Aczino and Chuty are so far the only two winners to have won the event twice in a row, while Skone and Mckclopedia are the only two contestants in history to lose two finals in a row.

== Aczino VS Wos ==
A well known feud in the history of the event was the face off between Argentinian Wos and Mexican Aczino. Their first meeting was at the 2017 Red Bull Batalla de los Gallos in Mexico. At the time, Wos was still new to professional freestyling, having competed in the primary school of Freestyle and later to be cult classic "El Quinto Escalon" while he was still young.

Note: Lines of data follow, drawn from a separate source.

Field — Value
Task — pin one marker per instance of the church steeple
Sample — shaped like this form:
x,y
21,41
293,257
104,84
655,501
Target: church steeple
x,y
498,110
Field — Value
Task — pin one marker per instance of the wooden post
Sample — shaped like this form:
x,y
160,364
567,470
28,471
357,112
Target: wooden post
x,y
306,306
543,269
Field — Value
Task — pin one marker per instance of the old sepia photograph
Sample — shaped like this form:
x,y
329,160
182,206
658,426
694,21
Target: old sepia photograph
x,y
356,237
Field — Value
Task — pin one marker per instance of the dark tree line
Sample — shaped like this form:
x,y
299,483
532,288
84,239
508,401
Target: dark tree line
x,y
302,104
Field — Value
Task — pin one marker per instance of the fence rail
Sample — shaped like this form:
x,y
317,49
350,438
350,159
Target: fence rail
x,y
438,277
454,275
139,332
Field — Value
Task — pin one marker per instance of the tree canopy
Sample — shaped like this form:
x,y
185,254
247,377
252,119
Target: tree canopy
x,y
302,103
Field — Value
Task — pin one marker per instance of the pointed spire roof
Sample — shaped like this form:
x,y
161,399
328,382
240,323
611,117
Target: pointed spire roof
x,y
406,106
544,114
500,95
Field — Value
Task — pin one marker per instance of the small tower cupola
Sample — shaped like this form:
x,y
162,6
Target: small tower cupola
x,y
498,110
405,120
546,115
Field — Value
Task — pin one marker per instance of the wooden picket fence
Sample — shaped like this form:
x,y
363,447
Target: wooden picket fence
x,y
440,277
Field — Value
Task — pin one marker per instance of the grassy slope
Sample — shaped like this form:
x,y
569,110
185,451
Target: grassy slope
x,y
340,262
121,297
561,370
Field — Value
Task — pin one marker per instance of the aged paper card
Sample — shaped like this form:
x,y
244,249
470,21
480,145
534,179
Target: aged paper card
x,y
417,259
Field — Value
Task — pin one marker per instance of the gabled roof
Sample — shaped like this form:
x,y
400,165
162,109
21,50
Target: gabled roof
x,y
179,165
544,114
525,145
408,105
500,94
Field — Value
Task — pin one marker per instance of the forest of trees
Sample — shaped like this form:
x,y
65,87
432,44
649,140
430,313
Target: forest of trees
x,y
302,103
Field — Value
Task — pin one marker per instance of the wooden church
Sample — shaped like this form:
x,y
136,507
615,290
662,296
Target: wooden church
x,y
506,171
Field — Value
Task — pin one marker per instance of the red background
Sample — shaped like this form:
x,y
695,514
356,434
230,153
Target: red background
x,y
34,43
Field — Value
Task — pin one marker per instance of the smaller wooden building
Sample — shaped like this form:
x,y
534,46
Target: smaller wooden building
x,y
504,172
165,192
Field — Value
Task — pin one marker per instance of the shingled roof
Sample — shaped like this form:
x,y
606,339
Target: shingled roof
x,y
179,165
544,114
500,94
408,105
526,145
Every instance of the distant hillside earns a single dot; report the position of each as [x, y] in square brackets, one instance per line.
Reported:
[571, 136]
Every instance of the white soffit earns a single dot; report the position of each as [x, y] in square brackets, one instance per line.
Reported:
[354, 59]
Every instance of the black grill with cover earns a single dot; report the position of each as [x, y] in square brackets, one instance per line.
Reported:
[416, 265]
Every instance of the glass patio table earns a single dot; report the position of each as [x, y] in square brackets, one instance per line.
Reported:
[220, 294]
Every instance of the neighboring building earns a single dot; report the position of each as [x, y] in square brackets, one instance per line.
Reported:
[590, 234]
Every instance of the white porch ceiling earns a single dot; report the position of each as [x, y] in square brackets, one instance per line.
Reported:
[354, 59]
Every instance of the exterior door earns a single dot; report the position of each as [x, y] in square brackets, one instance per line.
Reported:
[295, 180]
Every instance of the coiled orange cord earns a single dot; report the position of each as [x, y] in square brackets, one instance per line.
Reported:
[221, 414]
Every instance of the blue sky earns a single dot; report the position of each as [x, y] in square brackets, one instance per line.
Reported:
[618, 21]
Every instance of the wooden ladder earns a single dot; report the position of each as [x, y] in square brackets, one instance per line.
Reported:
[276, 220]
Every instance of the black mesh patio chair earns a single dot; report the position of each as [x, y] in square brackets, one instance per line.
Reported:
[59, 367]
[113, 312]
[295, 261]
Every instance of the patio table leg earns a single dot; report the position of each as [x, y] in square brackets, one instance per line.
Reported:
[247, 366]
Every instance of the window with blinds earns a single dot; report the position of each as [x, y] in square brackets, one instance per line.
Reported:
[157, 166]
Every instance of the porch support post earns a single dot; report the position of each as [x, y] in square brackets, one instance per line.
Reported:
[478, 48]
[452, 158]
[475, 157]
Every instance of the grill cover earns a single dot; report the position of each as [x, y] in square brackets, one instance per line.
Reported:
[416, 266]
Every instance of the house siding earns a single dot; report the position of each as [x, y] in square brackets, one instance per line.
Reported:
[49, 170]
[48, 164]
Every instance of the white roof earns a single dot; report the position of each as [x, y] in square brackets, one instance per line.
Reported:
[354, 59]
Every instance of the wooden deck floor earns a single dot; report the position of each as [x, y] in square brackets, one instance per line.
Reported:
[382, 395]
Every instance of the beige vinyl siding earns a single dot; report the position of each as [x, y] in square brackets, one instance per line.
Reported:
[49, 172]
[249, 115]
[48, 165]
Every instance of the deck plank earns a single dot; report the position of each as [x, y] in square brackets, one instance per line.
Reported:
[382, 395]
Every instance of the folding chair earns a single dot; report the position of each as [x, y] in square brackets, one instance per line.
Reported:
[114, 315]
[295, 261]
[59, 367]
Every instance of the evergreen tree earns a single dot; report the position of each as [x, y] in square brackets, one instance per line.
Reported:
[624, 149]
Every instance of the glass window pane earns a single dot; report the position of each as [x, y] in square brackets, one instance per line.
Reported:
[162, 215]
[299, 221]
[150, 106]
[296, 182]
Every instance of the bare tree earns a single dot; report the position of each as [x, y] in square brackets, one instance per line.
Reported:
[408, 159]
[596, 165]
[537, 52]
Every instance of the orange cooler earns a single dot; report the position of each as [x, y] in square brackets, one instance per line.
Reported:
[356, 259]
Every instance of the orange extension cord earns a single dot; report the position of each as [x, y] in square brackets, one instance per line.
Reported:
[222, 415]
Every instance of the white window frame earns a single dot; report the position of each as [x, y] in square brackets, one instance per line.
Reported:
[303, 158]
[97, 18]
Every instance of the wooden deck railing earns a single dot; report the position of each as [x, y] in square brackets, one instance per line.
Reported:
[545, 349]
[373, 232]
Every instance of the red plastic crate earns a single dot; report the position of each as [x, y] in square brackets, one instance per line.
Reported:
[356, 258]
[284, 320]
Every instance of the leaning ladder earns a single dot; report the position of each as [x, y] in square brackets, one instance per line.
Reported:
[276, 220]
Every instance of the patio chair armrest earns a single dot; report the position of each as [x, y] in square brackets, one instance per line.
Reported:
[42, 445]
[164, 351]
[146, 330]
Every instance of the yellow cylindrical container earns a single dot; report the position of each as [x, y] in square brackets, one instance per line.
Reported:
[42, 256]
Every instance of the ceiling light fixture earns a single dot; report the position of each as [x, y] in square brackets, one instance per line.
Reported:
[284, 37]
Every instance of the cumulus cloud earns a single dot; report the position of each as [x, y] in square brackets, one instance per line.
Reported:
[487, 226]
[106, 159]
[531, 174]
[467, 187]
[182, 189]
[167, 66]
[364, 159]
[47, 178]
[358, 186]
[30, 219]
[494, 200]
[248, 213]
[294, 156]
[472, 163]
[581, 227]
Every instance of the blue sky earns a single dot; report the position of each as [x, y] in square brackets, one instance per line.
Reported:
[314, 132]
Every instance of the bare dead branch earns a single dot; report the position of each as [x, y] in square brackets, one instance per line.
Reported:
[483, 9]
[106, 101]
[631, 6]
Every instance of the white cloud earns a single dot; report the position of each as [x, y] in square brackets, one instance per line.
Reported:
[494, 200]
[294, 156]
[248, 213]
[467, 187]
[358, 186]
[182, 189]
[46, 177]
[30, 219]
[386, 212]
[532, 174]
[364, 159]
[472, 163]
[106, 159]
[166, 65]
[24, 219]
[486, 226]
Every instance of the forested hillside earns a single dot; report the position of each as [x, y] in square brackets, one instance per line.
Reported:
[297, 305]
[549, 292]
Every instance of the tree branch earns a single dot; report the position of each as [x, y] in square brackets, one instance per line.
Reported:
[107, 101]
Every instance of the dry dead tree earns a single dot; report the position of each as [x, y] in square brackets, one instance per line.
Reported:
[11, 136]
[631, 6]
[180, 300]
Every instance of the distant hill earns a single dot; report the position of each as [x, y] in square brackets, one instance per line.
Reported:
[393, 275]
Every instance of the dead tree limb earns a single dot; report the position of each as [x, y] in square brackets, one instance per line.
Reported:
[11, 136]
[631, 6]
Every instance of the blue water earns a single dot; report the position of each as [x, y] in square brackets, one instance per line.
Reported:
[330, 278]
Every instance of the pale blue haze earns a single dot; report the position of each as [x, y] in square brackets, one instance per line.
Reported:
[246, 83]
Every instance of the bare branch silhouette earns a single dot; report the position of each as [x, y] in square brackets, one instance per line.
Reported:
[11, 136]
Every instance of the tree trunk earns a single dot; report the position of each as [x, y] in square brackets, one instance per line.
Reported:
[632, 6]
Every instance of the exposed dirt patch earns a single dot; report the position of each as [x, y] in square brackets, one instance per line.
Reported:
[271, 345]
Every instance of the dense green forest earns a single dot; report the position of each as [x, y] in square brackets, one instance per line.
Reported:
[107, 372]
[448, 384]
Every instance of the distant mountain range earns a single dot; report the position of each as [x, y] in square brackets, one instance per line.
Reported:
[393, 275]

However, during the national Red Bull Batalla in Argentina, he demonstrated skill in being able to rhyme well with the flow and be able to comeback naturally. While Aczino had competed in the previous three editions of the event, he hadn't achieved significant success. Both artists were favourites to reach the final, which they did go on to do. The finale has been remembered for being a cutthroat battle for the title, and in the end, Aczino won the title in his hometown Mexico. A year later in Wos's hometown, Wos won the title, with the line: "You tell me you'll win, I can't hear you. If I win either way, it won't change a thing. Whoever loses will leave with pride, that's the difference between your country and mine!" That line led Wos to win the event with four out of four votes. In 2019, Wos stated that he would retire from Freestyle competitions to focus on his music career, however he competed in the Double AA. Wos met Aczino in the semifinal, and beat him to win the 2018 title. The two met again in the first part of the 2019 God Level in Mexico, and Wos lose to Aczino for the second time, before meeting him in his final Red Bull Batalla in 2019, where he would for the first time in his career be knocked out in the first stage of a competition. After that, Wos would leave the stage, while Aczino would go on to win more titles in various other freestyle competitions. This 2019 fight is the most viewed fight of the entire Red Bull Batalla event's history.

== Reception and Legacy ==
The event has often been praised for the intense on-stage atmosphere, the variety in topics for the battles and the charisma and energy of the hosts. The cultural importance of the event has also been noted, with many battles being watched by millions and the event consistently reaching millions of viewers live on YouTube and Red Bull TV. The event has also been the inspiration for many future freestyle competitions, such as God Level Fest and Freestyle Master Series, since Red Bull Batalla was the first ever mainstream attempt at making Freestyle competitive. It has also been praised for allowing multiple countries to participate in the event, creating a worldwide competition. Red Bull Droppa, an Italian music producer channel, has brought the 2016 champion Skone and Italian Higher to freestyle live on stage. All events of the competition are widely available online and have been archived on YouTube in full since its inaugural edition in 2005.